Day Sixty Five – Kack-a-nacka Xampsite

26th November 2011

sunny 32 °C

“Many of the animals have moved away from here, for a bit” said the guy running Xakanaxa camp site, “Maybe they’ll come back a little bit.” OK, we thought, half understanding. Our camp site was literally three metres from the wet, grassy start of the marsh and two clear channels emerged from the grasses into our particular campsite. “Is that where the hippos come out?” Laura suggested, pointing to the channels. “Yes,” said our man, “they come out every night to graze.” How long exactly is a little bit? Are hippos not classed as animals? After a leisurely lunch and reading session, we went for a drive to Paradise pools, they were dried out. We came across a hippo skeleton and took photos and tormented a couple of still-living hippos as they yawned fear at us. (A hippos’ mouth looks manufactured from soft foam with the addition of several long sharp sticks stuck, almost randomly into it. The damage that cavity would do to you pales most other beasties into insignificance.)

The campsite was dark when we returned and that now familiar nyctophobia reared its ugly head once more. Splashes could be heard amongst the grass, close splashes.
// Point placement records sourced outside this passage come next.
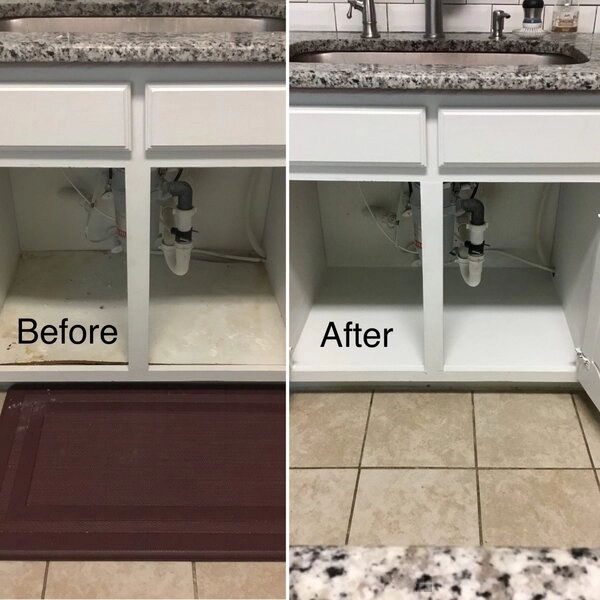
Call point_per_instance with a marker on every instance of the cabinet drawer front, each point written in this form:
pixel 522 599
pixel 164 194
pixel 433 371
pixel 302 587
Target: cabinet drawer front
pixel 63 116
pixel 519 137
pixel 215 115
pixel 358 135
Less than twenty feet away splashes. The fire was now glowing embers, hot and expectant for the steak we had already prepared but, it lay fifteen feet from Redvers and my route to it was lit only by the pathetic 50p torches we had strapped to our heads. In the dark you’d never see the crocodile coming and it’d be too late by the time you realised you were in a hippos path. Laura carried on cooking whilst I scurried around Redvers pausing, listening for splashing, then checking the otherside by peering around the vehicles side before advancing and listening some more; all the time wondering if it’s even possible to run an angry hippo over. I made Laura stop cooking whilst I turned Redvers around and pointed his headlights out onto the marsh. There was nothing there. Suddenly the splashing in the dark to our left grew louder, this time accompanied by dripping noises and then a few minutes later, munching sounds. I persuaded Laura to let me turn the car around again as I switched on the headlights there stood a huge male hippo, at the other side of our fire munching on the weeds. It wasn’t a big fan of the light and it scarpered pretty quickly. That night at least, we’d seen the creature of our fears.